As I listened to her, rain poured outside my office window, but Tony and his gangsta sidekick Adriana didn’t care. I saw them happily wrestling in the mosh pit or chasing each other across the yard, kicking up muddy water with their paws. They were both filthy.
I talked to Tami B. for about thirty minutes, but within ten I knew her family would be a great fit for Tony. She was knowledgeable about dogs in general, and more importantly she didn’t even pause when I warned her about T-bone’s energy level. Besides, she lives in Terre Haute, Indiana, and was willing to adopt Tony despite the distance. They had been searching for the perfect puppy, she explained.

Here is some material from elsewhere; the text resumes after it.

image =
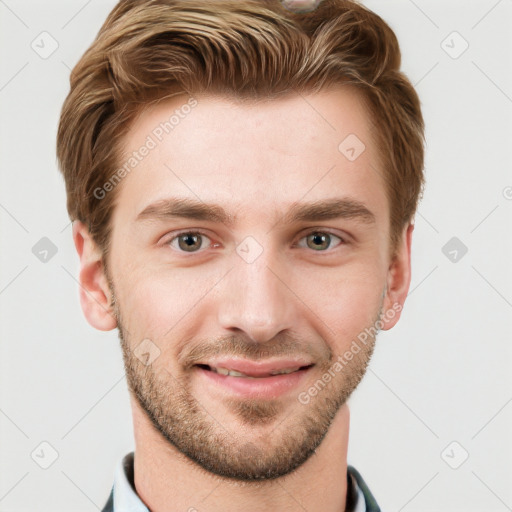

I felt both happy and sad. I knew letting Tony go was going to be hard, but I was glad my mother would have a chance to say goodbye. During the weeks leading up to my mom’s visit, every time she called all she had wanted to know about was Tony. She had bottle fed him when he was three weeks old, and it created a bond between them that even Tony remembered.
To say T-bone was delighted to see his foster grandmother would be an understatement. From the moment she walked in the house, he followed her around like a frisky shadow. Each morning when I let him out of his crate, he’d jump on her sleeping head and barrage her face with kisses. Whenever we got home from our mother-daughter excursions to Cheekwood Botanical Gardens or the movies, he’d ignore me and gallop straight to her, carrying a toy so they could play tug-of-war. They had a big time together.
On Sunday, when she had to leave, I took Tony with me to the airport to say goodbye. My mom said the hardest part of all was that he had no idea what was about to happen, and she had no way to tell him. I knew exactly how she felt. Grabbing his furry little head, she kissed his nose. He jumped after her, wanting to follow, and whining when he couldn’t. My mom didn’t start to cry until she called him her pet name “Tony Baloney” for the last time. Then, she obstinately stuck on her sunglasses, and we walked into the terminal.